Parents just began receiving information this week about summer school offerings and are expected to register their children by Thursday for programs that would start July 6. Moreover, many are just discovering that no transportation will be provided to most summer school sites.
Despite past district pronouncements about the importance of summer school as a way to combat summer learning loss, the district’s history of providing high quality summer school programs for young children has been repeatedly criticized as poorly organized, marketed and run in recent years. Parents repeatedly have complained that they received limited information about the summer offerings, that the information comes too late, and that engaging, hands-on learning and enrichment activities are so limited that many bored children dropped out of the program.
“Last year we were saying, ‘It’s got to get better next year,’ and now we’re here and it’s worse,” said Nekia Kemp, the parent of a district third-grader and member of the Afterschool Network of Western New York. “And the losers in all this are the children and the parents. It’s not a good thing, especially when we have partners willing to step up no matter what.”
The district’s struggle to expand summer learning opportunities beyond remedial education services for older students is well-documented.
In 2012, the district canceled elementary summer school and sent students home with worksheet packets instead.
In 2013, then-Superintendent Pamela Brown made an aggressive push for elementary summer school. But though more than 9,571 children were registered, fewer than half showed up the first week and even less stayed.
In 2014, the district said it couldn’t afford to pay for summer school. This resulted in a last-minute funding commitment of $1.2 million by Say Yes Buffalo to keep the programs going, on which the district spent $660,000. Roughly 6,400 students registered, but attrition resulted in attendance falling below 4,000 children by the fourth week of the program.
In February and March of this year, the district decided once again to drop summer school offerings for elementary students, citing the high cost and the high attrition rates. District officials said the decision to dump summer school was based on the fact that the program was so costly and the dropout rate so high. Instead, Interim Superintendent Donald Ogilvie said the district would redirect that money to its efforts to lower kindergarten class sizes.
This resulted in another funding infusion by Say Yes, which agreed in May to pay $500,000 in exchange for a seven-year, expense-sharing agreement with the district to provide summer learning opportunities for children, now rebranded as “summer camps.” That agreement is expected to be signed next week, said David Rust, executive director of Say Yes Buffalo.
Say Yes to Education came to Buffalo in 2012, offering fully paid college scholarship assistance to qualified students. The organization also has done ground-level work to expand academic, health and legal support services throughout district schools.
But the late effort to salvage district summer school programs this year has obvious consequences. First, the half-day, four-week summer camps aren’t being held in Buffalo schools any longer, but rather in community centers and churches. Families must make their own transportation arrangements because no district transportation is being provided. Community organizations that have the ability to provide some transportation services to children, however, will be reimbursed.

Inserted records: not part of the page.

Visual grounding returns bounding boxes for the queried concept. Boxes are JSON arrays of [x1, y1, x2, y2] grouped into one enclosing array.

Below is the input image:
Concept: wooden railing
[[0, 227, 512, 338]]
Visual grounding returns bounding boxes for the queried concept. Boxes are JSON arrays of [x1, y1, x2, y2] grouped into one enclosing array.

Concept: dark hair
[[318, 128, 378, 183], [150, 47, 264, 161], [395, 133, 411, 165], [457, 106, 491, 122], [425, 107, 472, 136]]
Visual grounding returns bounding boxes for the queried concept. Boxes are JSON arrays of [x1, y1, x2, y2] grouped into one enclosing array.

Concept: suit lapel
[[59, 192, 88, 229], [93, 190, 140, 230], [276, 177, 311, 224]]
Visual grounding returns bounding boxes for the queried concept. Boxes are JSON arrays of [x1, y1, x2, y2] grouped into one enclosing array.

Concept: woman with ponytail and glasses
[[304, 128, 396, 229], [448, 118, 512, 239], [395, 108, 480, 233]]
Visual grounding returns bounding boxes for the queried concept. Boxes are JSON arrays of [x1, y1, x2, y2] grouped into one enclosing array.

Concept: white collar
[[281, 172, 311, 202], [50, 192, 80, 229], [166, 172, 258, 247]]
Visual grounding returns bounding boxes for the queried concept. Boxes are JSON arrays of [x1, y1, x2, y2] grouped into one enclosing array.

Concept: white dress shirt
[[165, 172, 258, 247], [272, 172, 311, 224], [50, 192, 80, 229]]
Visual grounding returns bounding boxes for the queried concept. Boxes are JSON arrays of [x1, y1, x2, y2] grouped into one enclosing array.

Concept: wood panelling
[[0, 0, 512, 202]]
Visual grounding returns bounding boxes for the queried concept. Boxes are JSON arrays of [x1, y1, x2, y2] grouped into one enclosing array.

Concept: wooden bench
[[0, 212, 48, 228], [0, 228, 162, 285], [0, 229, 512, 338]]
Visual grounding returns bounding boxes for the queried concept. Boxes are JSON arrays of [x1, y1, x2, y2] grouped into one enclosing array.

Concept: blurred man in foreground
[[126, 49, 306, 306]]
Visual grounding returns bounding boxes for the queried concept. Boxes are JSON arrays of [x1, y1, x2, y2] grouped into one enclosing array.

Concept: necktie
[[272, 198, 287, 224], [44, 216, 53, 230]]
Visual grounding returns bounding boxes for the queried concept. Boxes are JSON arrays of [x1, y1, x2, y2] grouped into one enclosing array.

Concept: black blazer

Schools have only begun sending out information on the programs to students this week, one week before the school year ends, and some schools haven’t yet sent out anything at all. What is being distributed provides limited information. The flier consists of a single-page, two-sided flier that tells parents to call their camp locations directly and reserve a spot by Thursday if they want to register. Detailed camp descriptions are not provided. Radio ads also began this week, and a robocall to parents is slated for next week. Information is also available on the school district and Say Yes websites.
Organizers, teachers and parents have complained that such a late publicity effort only hampers the ability to attract families, many of whom are forced to make summer child care arrangements long before now.
“I think it’s just poor planning, and decisions are just being made in crisis mode,” said parent Jessica Bauer Walker, a vice president with the District-Parent Coordinating Council. “It’s just been really patched together and last-minute.”
Rust said that though the timing is far from ideal, families at least have academic summer options, given the district’s initial unwillingness to provide any summer learning support at all to elementary children. He also pointed out that the district has finally committed to funding summer camp options in future years as a result of the seven-year agreement. The agreement, however, excludes any district transportation to or from the half-day programs, as well as the use of school buildings.
With the district’s agreement, Rust said, the current community-based model will be sustainable and result in much better advanced planning going forward. Summer camps will support students’ learning in math, English and reading, while also providing more arts and recreation, he said. Breakfast and lunch will continue to be served daily.
“We were put in a really difficult position this year,” he said. “I think what we were able to pull together in a short amount of time is really remarkable. This will get better going forward.”